Flow cytometry is a laser based technology that allows for simultaneous multiparametric analysis of physical and/or chemical characteristics of cells at the single-cell level. Fluorescence-labeled cells are carried to sensing area in sheath fluid and cross laser beam one a time. Information about the properties of cells, including cell size, granularity by scattered light and relative fluorescence intensity, are transmitted to light detectors after passing through a series of optical filters. This information is then converted into digital electronic signals and collected by specialized computer programs for further analysis
Flow cytometry technique can be used in a wide range of research applications such as
• simultaneous analysis of levels of surface and intracellular markers (e.g. intracellular cytokine level)
• cell viability, apoptosis and proliferation,
• DNA content and cell cycle analysis,
• gene expression and transfer (e.g. transfection efficiency),
• intracellular Calcium flux
• activation states and oxidative burst
Fluorescence-activated cell-sorting (FACS)

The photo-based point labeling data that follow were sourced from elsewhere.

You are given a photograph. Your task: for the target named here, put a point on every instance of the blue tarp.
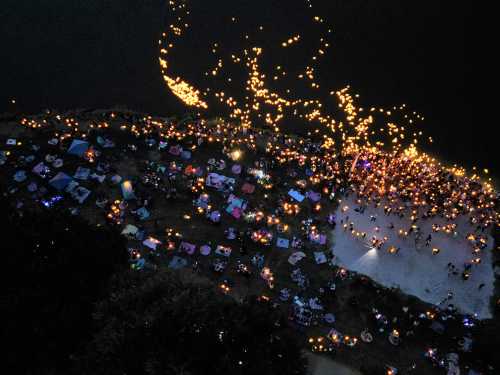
(78, 147)
(60, 181)
(296, 195)
(127, 190)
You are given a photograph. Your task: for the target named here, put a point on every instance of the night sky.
(69, 54)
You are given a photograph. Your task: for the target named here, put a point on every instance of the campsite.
(194, 195)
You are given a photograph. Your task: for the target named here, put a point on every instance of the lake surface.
(69, 54)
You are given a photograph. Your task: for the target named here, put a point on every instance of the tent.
(219, 182)
(205, 250)
(223, 250)
(282, 242)
(248, 188)
(187, 247)
(320, 257)
(82, 173)
(60, 181)
(296, 195)
(143, 213)
(20, 176)
(313, 196)
(78, 147)
(130, 230)
(151, 242)
(296, 257)
(236, 169)
(127, 190)
(175, 150)
(41, 170)
(80, 194)
(236, 206)
(186, 155)
(177, 262)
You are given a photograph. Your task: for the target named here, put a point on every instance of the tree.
(159, 323)
(55, 267)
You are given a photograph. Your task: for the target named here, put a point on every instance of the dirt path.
(322, 365)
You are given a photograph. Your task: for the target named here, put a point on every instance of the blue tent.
(127, 190)
(78, 147)
(60, 181)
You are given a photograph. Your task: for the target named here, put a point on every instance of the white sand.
(324, 365)
(415, 270)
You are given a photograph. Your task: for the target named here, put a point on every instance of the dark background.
(69, 54)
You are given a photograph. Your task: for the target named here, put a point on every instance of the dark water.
(101, 53)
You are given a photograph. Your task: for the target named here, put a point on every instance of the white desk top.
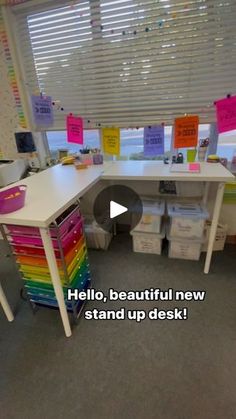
(50, 192)
(155, 170)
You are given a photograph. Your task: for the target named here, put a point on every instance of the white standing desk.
(50, 192)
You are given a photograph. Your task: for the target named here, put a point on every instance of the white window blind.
(129, 62)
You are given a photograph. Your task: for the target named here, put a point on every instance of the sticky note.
(42, 110)
(111, 141)
(154, 140)
(226, 114)
(74, 127)
(186, 132)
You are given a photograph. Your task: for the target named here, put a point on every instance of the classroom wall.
(11, 110)
(12, 118)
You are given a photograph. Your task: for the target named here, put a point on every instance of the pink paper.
(226, 114)
(194, 167)
(74, 126)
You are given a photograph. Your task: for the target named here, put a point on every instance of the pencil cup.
(191, 155)
(202, 153)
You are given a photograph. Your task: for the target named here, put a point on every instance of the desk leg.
(215, 218)
(52, 264)
(5, 305)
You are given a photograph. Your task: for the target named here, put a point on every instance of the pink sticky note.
(226, 114)
(194, 167)
(74, 126)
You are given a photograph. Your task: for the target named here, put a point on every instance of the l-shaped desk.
(52, 191)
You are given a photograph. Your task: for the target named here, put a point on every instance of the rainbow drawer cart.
(67, 235)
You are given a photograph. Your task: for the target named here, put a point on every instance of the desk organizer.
(147, 242)
(151, 217)
(68, 240)
(187, 220)
(185, 248)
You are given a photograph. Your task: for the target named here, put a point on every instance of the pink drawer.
(67, 225)
(22, 230)
(68, 240)
(72, 238)
(66, 222)
(32, 251)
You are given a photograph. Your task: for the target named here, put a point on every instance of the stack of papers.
(185, 167)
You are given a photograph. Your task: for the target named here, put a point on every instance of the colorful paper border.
(11, 73)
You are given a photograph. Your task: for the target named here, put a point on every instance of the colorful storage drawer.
(68, 240)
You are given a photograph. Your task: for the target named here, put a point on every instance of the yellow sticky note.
(111, 141)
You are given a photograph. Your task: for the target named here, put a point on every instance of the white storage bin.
(220, 238)
(185, 248)
(151, 217)
(187, 220)
(147, 242)
(96, 237)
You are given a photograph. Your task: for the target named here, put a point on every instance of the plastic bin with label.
(153, 211)
(185, 248)
(147, 242)
(187, 220)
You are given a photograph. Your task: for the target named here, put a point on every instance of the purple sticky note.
(42, 110)
(74, 126)
(154, 140)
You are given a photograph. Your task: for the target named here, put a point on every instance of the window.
(57, 140)
(129, 62)
(131, 142)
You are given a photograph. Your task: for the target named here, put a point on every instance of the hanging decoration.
(111, 141)
(42, 110)
(186, 132)
(74, 125)
(154, 140)
(226, 114)
(11, 74)
(12, 2)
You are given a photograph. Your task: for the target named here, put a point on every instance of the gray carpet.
(121, 369)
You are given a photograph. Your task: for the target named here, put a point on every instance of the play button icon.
(116, 209)
(117, 204)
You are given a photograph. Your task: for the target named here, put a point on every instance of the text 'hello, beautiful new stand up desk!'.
(51, 216)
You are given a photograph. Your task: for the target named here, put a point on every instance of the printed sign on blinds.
(226, 114)
(74, 127)
(186, 132)
(42, 110)
(154, 140)
(111, 141)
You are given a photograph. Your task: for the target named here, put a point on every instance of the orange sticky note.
(186, 132)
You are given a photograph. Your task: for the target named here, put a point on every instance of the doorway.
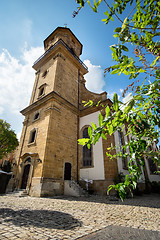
(67, 171)
(25, 176)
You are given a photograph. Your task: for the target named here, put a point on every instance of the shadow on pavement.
(122, 233)
(39, 218)
(145, 200)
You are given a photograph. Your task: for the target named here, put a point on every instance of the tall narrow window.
(32, 136)
(36, 116)
(122, 143)
(152, 165)
(87, 153)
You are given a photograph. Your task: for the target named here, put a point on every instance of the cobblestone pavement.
(90, 218)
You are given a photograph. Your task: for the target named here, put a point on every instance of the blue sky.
(24, 25)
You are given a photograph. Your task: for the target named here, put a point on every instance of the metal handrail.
(60, 41)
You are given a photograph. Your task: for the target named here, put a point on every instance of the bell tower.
(49, 137)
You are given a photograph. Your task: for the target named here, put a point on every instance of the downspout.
(32, 99)
(78, 127)
(21, 153)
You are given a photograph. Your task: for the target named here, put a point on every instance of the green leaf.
(154, 62)
(115, 71)
(94, 126)
(125, 48)
(90, 132)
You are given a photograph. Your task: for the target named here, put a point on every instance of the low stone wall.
(42, 187)
(99, 187)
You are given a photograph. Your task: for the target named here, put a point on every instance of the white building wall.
(97, 171)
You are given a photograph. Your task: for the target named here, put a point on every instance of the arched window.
(32, 136)
(87, 153)
(41, 91)
(36, 116)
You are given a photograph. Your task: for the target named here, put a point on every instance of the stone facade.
(48, 152)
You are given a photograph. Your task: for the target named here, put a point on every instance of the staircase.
(71, 188)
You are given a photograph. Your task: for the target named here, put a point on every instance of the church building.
(49, 155)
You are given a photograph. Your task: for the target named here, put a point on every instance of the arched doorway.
(67, 171)
(25, 176)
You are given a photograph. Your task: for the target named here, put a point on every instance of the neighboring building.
(55, 119)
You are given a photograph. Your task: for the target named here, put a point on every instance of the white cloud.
(95, 78)
(111, 94)
(16, 79)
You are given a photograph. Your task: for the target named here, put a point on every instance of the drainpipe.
(78, 127)
(17, 183)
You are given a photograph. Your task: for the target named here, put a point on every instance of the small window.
(32, 136)
(41, 91)
(87, 153)
(122, 143)
(44, 74)
(36, 116)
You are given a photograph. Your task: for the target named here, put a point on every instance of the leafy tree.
(8, 139)
(140, 114)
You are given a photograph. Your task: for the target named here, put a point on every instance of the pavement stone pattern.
(83, 218)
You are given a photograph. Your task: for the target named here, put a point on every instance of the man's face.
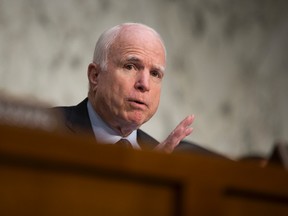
(127, 94)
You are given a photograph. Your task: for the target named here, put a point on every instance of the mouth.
(137, 102)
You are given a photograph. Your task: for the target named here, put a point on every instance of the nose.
(143, 81)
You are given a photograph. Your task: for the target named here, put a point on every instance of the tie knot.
(124, 143)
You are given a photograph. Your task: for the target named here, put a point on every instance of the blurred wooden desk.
(45, 173)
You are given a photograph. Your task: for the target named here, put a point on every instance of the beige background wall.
(227, 62)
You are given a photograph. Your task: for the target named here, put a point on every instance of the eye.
(129, 66)
(156, 74)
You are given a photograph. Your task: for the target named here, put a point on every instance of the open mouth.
(137, 102)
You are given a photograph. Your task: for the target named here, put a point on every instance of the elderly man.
(125, 81)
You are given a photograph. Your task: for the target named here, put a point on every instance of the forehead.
(142, 43)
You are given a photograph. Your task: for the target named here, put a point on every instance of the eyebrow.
(132, 58)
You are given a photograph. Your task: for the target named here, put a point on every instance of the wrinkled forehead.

Fluorescence-activated cell sorting is a specialized type of flow cytometry where a heterogeneous
mixture of cell suspension can be sorted into up to four populations of interest based on specific light scattering and fluorescent characteristics. Cells are sorted one a time into single-cell-containing droplets that are broken off from the stream by a vibrating mechanism. As droplets flow pass laser beam and light detectors, those with cell of interest that meets the pre-set criteria are placed with an electrical charge and deflected to different angles before entering designated collection tubes.
FACS can be used for
• purification of rare populations such as cancer stem cells
• isolation of particular cell subpopulations of interest (e.g. GFP-positive transfected cells, lineage negative bone marrow cells by surface marker staining)
• establishment of monoclonal transfected cell line by single cell isolation.